I’m about to deploy a company RAG system addressed at potential customers. However, I’m realising now I couldn’t quite avoid the bot from falling into a big misconception: even if I explain in the system message that this is not the case, it answers questions as if retrieved documents were exhaustive to the question raised. For instance, if I ask to the bot how many new projects were started in my company last year, it will only count those described in the retrieved documents, even though, again, I compel the bot to consider that there may more information than that retrieved and that they may rather suggest the user to write us a mail than giving definitive answers.
This is puzzling me quite a bit, because I don’t want the bot to give the impressions that we do just a fraction of our actual activities. Did anyone face this problem before? How to solve it?

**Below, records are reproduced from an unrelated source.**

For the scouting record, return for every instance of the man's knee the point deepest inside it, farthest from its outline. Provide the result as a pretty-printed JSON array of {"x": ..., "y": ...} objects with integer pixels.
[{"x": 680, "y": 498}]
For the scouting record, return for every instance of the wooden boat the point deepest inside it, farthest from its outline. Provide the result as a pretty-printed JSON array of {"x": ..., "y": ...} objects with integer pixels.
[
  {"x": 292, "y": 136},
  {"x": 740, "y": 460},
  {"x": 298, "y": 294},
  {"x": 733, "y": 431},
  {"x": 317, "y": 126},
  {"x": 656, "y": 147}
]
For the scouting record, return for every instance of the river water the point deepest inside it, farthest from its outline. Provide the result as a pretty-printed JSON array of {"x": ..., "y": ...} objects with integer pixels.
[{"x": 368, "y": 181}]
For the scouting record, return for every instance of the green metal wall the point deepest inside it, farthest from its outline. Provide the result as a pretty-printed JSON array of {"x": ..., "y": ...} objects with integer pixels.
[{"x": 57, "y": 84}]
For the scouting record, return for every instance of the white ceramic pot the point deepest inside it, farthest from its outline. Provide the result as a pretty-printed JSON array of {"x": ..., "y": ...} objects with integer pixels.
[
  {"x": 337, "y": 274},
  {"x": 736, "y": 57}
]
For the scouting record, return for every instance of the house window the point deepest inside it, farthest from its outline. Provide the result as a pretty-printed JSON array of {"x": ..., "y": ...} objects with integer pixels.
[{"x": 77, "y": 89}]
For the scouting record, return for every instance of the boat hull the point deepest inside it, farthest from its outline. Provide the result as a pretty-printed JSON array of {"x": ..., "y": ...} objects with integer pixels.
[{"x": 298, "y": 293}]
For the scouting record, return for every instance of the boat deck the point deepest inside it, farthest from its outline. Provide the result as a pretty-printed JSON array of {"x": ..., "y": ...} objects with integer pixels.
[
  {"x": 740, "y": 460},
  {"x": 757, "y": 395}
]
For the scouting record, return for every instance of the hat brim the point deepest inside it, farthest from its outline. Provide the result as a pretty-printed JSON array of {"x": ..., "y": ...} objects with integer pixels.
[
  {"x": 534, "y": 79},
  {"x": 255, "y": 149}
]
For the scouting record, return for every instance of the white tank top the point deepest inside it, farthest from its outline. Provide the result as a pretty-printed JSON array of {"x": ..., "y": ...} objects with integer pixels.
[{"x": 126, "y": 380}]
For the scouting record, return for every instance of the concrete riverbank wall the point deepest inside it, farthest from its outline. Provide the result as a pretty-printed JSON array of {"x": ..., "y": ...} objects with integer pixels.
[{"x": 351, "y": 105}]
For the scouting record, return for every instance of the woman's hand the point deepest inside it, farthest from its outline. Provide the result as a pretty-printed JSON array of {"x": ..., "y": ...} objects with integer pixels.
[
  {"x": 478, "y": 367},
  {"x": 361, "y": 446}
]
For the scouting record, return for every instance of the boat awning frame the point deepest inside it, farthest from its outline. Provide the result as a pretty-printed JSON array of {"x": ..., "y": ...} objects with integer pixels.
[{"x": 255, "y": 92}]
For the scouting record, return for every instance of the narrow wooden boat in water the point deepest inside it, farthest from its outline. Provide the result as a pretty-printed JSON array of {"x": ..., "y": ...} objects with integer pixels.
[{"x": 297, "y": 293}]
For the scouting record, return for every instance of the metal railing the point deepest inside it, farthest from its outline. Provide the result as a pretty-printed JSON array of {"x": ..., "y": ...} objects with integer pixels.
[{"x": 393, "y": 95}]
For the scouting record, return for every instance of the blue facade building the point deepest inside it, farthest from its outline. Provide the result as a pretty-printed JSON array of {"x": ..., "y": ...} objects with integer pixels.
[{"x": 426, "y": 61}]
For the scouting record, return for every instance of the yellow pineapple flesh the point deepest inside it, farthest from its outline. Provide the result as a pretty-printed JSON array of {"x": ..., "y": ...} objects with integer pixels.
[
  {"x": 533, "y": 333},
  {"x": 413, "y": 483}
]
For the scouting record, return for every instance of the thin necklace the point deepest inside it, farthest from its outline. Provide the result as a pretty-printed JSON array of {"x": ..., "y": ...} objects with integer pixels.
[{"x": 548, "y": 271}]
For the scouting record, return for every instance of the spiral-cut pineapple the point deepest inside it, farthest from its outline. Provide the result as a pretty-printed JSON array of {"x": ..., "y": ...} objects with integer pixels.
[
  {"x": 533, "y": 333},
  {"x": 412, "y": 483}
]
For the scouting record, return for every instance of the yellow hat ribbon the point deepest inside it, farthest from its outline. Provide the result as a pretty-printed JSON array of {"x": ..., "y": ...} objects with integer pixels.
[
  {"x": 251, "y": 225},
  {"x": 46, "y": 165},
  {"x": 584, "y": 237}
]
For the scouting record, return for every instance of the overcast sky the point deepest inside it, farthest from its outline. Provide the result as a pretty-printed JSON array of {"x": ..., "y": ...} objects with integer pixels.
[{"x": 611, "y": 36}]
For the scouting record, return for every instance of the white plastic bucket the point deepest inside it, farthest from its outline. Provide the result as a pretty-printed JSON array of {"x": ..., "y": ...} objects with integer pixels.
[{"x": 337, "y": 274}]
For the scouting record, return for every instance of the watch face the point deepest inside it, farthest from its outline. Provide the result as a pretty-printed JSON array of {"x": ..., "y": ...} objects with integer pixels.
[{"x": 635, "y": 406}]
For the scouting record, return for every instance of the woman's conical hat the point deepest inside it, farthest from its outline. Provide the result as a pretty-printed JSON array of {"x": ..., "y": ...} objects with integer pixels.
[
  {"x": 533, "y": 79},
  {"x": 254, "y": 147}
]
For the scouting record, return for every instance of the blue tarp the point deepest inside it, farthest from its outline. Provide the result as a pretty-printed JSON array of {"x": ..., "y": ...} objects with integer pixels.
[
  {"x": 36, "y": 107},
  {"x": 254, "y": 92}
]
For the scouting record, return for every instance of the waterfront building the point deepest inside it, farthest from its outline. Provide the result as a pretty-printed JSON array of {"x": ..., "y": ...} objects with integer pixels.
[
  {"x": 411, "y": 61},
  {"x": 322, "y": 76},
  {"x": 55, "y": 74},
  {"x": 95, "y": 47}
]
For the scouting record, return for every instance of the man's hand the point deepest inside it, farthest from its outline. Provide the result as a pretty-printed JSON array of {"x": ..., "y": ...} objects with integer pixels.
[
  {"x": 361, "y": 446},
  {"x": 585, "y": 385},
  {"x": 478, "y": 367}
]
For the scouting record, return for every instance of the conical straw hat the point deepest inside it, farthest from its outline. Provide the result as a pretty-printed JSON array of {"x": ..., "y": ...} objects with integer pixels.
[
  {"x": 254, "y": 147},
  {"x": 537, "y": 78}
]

I understand your struggle. Just a couple of quick questions:
Why not giving the bot and API to query the number of projects and get the exact results? So that it is not the bot but a database who provides the definitive answer.
If you prefer that the bot asks the user to send an email for this type of information, does this bot has clear instructions about what kind of information is answerable and what kind of information needs to be provided by human via email or other means?
If you consider that this bot should not answer this type of questions, why you have not implemented a filter logic to prevent this type of questions get to the bot? (Because after all, the bot’s nature forces it to answer user inquiry).
thank you both for your answers. I managed to get the bot to not give complete answers with incomplete information by just tweaking the prompt in a way that stresses more that directive. It wouldn’t comply without repeating it in all caps, but now it does.
Unfortunately, my project doesn’t have the budget to consider most of your suggested solutions, and by the way we don’t really expect users to make questions that require an exhaustive scan of the database - my example was more of an edge case than anything - so I think we are good now.